= Maryland Constitution of 1851 =

Second constitution of Maryland

The Maryland Constitution of 1851 was the second constitution of the U.S. state of Maryland following the revolution, replacing the Constitution of 1776.

The primary reason for the new constitution was a need to re-apportion Maryland's legislature, the Maryland General Assembly. It also permitted a change in the status of the City of Baltimore (designated as a "port of entry" in 1706, chartered as a town in 1729, incorporated in 1796–97, and county seat since 1768) and its relationship with the surrounding Baltimore County (which was erected in 1659).
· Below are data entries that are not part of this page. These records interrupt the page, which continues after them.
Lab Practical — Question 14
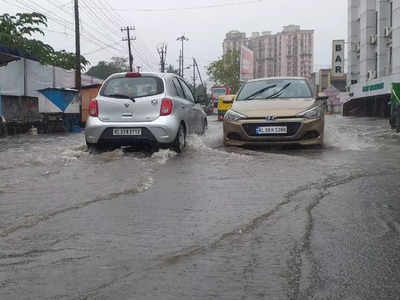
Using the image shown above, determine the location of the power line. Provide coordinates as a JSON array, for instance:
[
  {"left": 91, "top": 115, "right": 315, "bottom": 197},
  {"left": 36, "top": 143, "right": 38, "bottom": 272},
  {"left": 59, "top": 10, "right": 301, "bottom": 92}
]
[{"left": 82, "top": 0, "right": 263, "bottom": 13}]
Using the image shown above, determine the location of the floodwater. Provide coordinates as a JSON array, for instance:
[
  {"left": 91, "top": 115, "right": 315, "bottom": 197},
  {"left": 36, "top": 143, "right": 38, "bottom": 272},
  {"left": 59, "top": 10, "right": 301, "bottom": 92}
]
[{"left": 0, "top": 116, "right": 400, "bottom": 300}]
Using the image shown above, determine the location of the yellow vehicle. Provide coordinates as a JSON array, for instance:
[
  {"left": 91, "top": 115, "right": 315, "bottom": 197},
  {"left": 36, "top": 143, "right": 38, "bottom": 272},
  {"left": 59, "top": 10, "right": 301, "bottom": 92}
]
[{"left": 218, "top": 95, "right": 236, "bottom": 121}]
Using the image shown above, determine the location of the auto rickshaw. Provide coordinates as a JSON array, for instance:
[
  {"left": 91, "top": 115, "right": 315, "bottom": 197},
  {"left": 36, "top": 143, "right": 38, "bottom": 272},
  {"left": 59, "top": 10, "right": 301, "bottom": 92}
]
[{"left": 218, "top": 95, "right": 236, "bottom": 121}]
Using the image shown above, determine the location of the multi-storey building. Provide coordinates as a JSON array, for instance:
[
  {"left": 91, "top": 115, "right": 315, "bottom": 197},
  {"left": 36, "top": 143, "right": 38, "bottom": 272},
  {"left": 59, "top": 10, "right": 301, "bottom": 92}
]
[
  {"left": 222, "top": 30, "right": 247, "bottom": 55},
  {"left": 347, "top": 0, "right": 400, "bottom": 115},
  {"left": 223, "top": 25, "right": 314, "bottom": 79}
]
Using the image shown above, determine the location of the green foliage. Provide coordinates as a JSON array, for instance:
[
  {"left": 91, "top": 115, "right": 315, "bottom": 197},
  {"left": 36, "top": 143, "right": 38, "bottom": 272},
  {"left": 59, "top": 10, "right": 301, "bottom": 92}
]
[
  {"left": 0, "top": 13, "right": 89, "bottom": 70},
  {"left": 86, "top": 57, "right": 129, "bottom": 79},
  {"left": 207, "top": 50, "right": 240, "bottom": 94}
]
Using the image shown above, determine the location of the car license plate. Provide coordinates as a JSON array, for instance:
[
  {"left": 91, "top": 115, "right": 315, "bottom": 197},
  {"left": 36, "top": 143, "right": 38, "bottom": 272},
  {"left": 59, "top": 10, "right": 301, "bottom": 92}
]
[
  {"left": 113, "top": 128, "right": 142, "bottom": 135},
  {"left": 256, "top": 126, "right": 287, "bottom": 134}
]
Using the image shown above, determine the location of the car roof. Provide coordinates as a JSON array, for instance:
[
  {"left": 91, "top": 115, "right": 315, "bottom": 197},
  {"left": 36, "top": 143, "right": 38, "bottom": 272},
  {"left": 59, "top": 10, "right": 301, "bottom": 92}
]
[
  {"left": 107, "top": 72, "right": 181, "bottom": 79},
  {"left": 247, "top": 76, "right": 307, "bottom": 82}
]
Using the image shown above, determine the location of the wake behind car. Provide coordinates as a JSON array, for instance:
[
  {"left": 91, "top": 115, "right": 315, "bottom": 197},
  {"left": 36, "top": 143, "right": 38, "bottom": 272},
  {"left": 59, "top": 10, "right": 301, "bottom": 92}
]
[
  {"left": 85, "top": 73, "right": 207, "bottom": 152},
  {"left": 223, "top": 77, "right": 324, "bottom": 146}
]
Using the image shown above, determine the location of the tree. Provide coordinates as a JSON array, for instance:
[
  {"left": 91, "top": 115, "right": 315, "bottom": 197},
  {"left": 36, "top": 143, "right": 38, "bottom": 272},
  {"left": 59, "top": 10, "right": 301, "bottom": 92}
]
[
  {"left": 86, "top": 57, "right": 129, "bottom": 79},
  {"left": 0, "top": 13, "right": 89, "bottom": 70},
  {"left": 207, "top": 50, "right": 240, "bottom": 93}
]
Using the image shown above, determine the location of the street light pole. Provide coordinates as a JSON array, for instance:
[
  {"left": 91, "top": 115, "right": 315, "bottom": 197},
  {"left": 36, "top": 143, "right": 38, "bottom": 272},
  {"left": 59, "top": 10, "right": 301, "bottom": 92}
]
[
  {"left": 176, "top": 35, "right": 189, "bottom": 77},
  {"left": 74, "top": 0, "right": 81, "bottom": 92}
]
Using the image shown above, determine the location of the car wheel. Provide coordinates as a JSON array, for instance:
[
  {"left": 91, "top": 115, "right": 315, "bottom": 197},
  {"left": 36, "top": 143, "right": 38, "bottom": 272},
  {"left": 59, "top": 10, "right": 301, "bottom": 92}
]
[{"left": 171, "top": 124, "right": 186, "bottom": 153}]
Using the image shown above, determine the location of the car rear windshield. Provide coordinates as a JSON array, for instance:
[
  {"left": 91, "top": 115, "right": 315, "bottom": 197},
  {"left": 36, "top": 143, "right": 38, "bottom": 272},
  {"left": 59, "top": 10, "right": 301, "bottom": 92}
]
[
  {"left": 237, "top": 79, "right": 312, "bottom": 101},
  {"left": 100, "top": 76, "right": 164, "bottom": 98}
]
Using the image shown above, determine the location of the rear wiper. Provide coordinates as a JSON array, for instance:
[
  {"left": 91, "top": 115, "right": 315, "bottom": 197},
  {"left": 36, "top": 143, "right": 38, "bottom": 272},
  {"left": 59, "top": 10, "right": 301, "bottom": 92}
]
[
  {"left": 265, "top": 82, "right": 292, "bottom": 99},
  {"left": 104, "top": 94, "right": 135, "bottom": 102},
  {"left": 244, "top": 84, "right": 276, "bottom": 100}
]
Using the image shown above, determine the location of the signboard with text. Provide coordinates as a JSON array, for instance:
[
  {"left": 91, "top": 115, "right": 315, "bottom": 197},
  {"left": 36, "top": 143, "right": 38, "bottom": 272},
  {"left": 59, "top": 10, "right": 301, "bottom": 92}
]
[
  {"left": 240, "top": 46, "right": 254, "bottom": 81},
  {"left": 332, "top": 40, "right": 345, "bottom": 77}
]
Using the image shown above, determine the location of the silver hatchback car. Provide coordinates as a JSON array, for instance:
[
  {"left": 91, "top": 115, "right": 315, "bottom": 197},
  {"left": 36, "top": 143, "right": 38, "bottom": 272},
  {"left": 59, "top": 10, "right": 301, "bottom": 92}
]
[{"left": 85, "top": 73, "right": 207, "bottom": 152}]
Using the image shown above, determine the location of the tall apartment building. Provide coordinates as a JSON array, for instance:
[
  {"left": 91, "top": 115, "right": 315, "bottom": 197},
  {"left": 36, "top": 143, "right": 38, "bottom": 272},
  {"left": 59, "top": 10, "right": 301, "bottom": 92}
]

By the provisions of this 1851 Constitution, Baltimore City was to be separated and given the status of the other (soon-to-be) 23 counties of the State, with a provision of "home rule", which was later extended in 1923. By 1854, Baltimore County by election of its voters had moved its county seat and courts to Towsontown, north of the city and began building a new courthouse. However, there were several critiques of the Constitution of 1851, especially in changes in how the judiciary functioned which allowed for gaps in judiciary oversight. These critiques led to the relatively rapid adoption of a new Constitution of 1864.

During the 1700s and 1800s, many states in the United States allowed male non-citizens to vote. Anti-Irish Catholic sentiment and anti-German Catholic sentiment following the War of 1812 and intensifying again in the 1840s lead many states, particularly in the Northeast, to amend their constitutions to prohibit non-citizens from voting, including Maryland.